Der Autor war mit den jüdischen Gebräuchen nicht besonders gut vertraut. Nicht nur, dass das Aufziehen von Jungfrauen im Tempel aus jüdischen Quellen nicht bekannt ist. Er lässt sogar den Hohepriester zum Gebet ins Allerheiligste eintreten, was dem Hohepriester nur am Versöhnungstag, der alljährlich im Herbst gehalten wurde, erlaubt war. Es wird auch vorausgesetzt, dass Zacharias der Hohepriester gewesen sei, was unmöglich ist, da er laut Lukas 1,5 zur Abteilung des Abija gehörte. Der Hohepriester um die Zeit der Geburt Jesu war Simon ben Boethos.

Ganz ähnlich wird die Geschichte auch in der syrischen „Lebensgeschichte der Gottesmutter Maria“ erzählt. Dieses Werk stammt aus dem 5. Jahrhundert.

Nur wenn man diese apokryphe Legende kennt, wird auch die koranische Stelle verständlicher. Das bedeutet nicht, dass der koranische Autor diesen Text schriftlich vorliegen hatte. Aber er war mit dieser Überlieferung, die im syrisch-arabischen Raum seit dem 5. Jahrhundert bekannt war, vertraut und konnte das auch bei seinen Lesern voraussetzen.

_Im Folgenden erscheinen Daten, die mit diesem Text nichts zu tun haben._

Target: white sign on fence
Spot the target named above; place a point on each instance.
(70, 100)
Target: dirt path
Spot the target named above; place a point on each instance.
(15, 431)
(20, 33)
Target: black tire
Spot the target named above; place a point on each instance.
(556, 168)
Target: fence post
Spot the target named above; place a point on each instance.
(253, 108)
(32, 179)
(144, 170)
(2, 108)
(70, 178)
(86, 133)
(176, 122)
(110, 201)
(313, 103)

Sonst hätte er aus Gründen der Verständlichkeit mehr ins Detail gehen müssen.

Dieses Beispiel zeigt wieder die Abhängigkeit des Korans von legendhaften apokryphen Überlieferungen, die sich in der Bibel nicht finden, sondern menschlicher Fantasie entsprungen sind. Und das soll das ewige, unabänderliche, vollkommene Wort Gottes sein?

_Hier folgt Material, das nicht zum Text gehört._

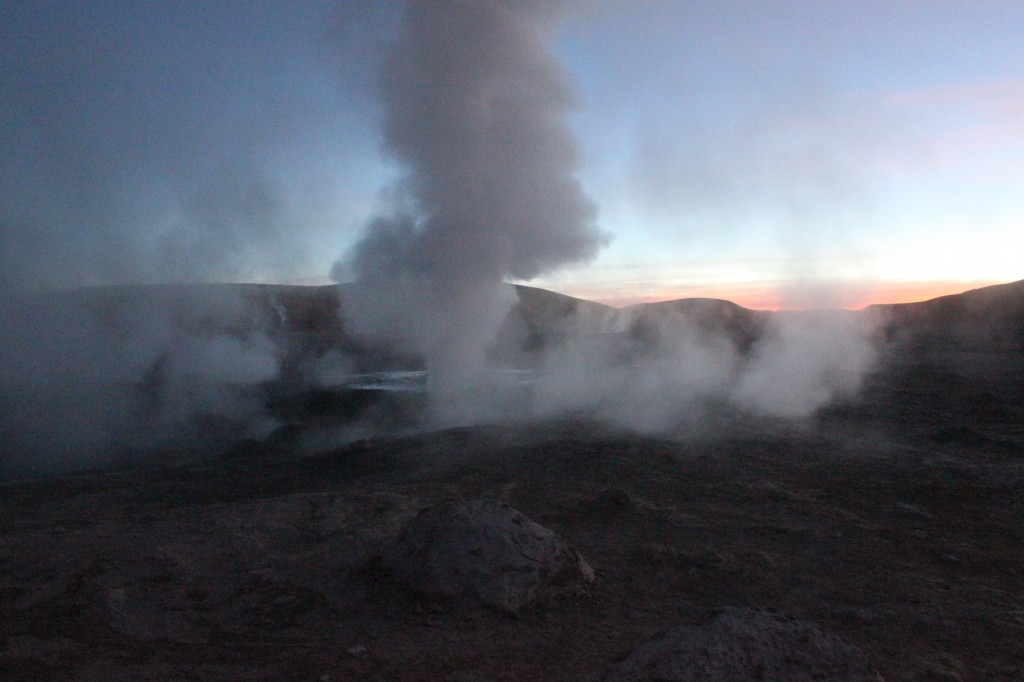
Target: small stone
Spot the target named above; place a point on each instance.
(483, 550)
(741, 644)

Vielleicht hatten die kritischen Zeitgenossen Mohammeds doch nicht so unrecht in ihrem Urteil:

Und wenn zu ihnen gesagt wird: „Was hat euer Herr (als Offenbarung) herabgesandt?“, sagen sie: „(Es sind) Fabeln der Früheren.“
(Sure 16,24)

 


  1. Zitiert nach: Wilhelm Schneemelcher (Hg.), Neutestamentliche Apokryphen, Bd. 1: Evangelien, Tübingen 1990, S. 342 bei: Veronika Roth, Nicolai Sinai, Manolis Ulbricht, Protevangelium des Jakobus 8:2 – 9:3 – TUK_498. In: Texte aus der Umwelt des Korans, hg. von der Berlin-Brandenburgischen Akademie der Wissenschaften durch Michael Marx, mit Beiträgen von Sebastian Bitsch, Vasiliki Chamourgiotaki, Emmanouela Grypeou, Dirk Hartwig, Nestor Kavvadas, David Kiltz, Yousef Kouriyhe, Mohammed Maraqten, Adrian Pirtea, Veronika Roth, Johanna Schubert und Nicolai Sinai. Betaversion: Stand 2.0.2023.